Talk: Fracturing Image Economies
2pm Sunday 23 June, Domain Theatre, Art Gallery of NSW
In this talk, Rachel O'Reilly will address concepts emerged from her ongoing project 'The Gas Imaginary', initiated in 2013 following the birth of the Australian unconventional gas industry through Gladstone on Gooreng Gooreng land. Using poetry, collaborative drawings, film and public talks O'Reilly's work tracks continuities and differences between the mining regimes of colonial modernism and new forms currently moving across borders in the contemporary era.
Lecture: Macarena Gómez-Barris
5.30pm Tuesday 16 July, UNSW Galleries
Author and Academic Macarena Gómez-Barris presents a lecture titled 'Submerged Memories of the Colonial Anthropocene'. In the era of the colonial anthropocene how do we address histories of loss and disappearance in relation to resurgence? Thinking with Patagonia and other southern spaces, and the Fuegan peoples, Gómez-Barris examines how we might address decolonial representation as working to a politics of and critical solidarity with Indigenous cultural memory, presence, and planetary futures.

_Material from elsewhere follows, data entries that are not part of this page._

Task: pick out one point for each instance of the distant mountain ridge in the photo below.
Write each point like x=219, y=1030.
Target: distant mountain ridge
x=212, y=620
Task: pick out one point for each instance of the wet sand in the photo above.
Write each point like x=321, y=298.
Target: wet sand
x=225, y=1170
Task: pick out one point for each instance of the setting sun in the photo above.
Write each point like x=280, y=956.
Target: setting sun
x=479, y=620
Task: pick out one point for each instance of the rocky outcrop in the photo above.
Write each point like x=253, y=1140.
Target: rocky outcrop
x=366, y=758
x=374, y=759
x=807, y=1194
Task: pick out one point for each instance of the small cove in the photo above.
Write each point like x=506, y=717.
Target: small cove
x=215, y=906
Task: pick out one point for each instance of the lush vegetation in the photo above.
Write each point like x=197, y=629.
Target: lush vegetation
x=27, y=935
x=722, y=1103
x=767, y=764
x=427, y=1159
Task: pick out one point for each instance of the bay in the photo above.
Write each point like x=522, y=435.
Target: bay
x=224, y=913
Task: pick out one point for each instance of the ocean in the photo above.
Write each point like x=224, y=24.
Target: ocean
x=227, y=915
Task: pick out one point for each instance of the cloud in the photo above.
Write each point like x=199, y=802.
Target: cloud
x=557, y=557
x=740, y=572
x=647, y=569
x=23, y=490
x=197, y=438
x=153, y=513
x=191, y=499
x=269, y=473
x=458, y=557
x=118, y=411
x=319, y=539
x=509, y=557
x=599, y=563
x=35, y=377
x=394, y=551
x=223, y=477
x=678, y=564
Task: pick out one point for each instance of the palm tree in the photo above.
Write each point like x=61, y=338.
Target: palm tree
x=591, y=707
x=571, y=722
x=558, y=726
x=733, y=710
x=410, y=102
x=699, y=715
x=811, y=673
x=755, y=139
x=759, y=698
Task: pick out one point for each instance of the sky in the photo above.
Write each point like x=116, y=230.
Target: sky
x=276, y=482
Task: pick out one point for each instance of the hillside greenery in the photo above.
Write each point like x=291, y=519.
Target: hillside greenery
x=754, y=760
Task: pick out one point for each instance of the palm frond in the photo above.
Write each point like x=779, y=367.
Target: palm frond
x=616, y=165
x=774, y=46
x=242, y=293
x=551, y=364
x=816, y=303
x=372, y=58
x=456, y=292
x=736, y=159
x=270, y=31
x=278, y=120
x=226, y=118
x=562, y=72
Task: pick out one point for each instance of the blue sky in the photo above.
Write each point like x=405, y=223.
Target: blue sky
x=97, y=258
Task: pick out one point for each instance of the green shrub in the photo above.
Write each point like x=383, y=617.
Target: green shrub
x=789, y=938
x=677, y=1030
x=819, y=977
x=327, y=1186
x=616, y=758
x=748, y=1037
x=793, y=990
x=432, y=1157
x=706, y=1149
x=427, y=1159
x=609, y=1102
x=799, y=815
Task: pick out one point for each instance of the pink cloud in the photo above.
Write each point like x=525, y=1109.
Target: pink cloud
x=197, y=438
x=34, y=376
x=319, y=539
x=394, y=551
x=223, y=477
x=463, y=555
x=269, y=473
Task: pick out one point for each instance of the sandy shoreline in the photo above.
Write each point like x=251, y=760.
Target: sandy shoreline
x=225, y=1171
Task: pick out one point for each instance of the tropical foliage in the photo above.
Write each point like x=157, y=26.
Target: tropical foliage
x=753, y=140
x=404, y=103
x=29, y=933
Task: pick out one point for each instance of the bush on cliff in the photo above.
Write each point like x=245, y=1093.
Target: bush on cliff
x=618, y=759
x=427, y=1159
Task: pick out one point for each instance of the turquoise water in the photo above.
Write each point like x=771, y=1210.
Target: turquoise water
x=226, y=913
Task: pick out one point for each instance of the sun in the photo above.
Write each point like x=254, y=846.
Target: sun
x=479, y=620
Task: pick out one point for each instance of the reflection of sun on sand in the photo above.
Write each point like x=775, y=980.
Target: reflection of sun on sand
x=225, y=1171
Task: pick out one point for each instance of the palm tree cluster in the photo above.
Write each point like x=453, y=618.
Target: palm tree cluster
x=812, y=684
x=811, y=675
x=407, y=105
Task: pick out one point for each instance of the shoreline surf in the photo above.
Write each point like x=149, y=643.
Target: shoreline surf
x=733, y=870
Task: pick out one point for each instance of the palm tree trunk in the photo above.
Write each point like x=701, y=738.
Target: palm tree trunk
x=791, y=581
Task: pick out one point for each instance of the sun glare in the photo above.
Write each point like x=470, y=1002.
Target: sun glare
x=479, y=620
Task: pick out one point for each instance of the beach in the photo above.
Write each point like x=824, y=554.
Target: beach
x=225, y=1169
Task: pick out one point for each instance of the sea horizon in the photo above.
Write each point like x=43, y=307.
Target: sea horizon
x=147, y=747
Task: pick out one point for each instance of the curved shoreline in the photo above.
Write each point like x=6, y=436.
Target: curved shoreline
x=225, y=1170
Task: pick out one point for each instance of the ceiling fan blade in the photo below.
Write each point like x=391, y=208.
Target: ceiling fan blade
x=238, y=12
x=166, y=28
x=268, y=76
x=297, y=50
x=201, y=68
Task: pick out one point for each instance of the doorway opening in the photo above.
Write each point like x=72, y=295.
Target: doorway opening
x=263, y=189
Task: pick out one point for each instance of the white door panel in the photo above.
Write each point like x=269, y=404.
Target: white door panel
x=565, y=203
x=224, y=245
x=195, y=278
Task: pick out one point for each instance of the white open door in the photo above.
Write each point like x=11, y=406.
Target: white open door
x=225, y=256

Introduction by Dr Verónica Tello, Lecturer, Contemporary Art Theory, UNSW Art & Design. Response by Anastasia Murney, PhD candidate Art Theory, UNSW Art & Design.
Presented in partnership with UNSW Art & Design Research Forum, and in conjunction with 'Rachel O'Reilly: The Gas Imaginary' and 'Material Place: Reconsidering Australian Landscapes'.
Talk & Workshop: Knitting Nannas Against Gas
2pm Saturday 20 July, UNSW Galleries
The Sydney Knitting Nannas engages in a discussion on the use of knitting as a tool for non-violent political activism and a banner making workshop. Knitting Nannas Against Gas (KNAG) are a nationwide activist network who peacefully and productively protest against the destruction of land and water by exploration and mining of Coal Seam Gas and other non-renewable energy. Presented in conjunction with 'Rachel O'Reilly: The Gas Imaginary' and 'Material Place: Reconsidering Australian Landscapes'.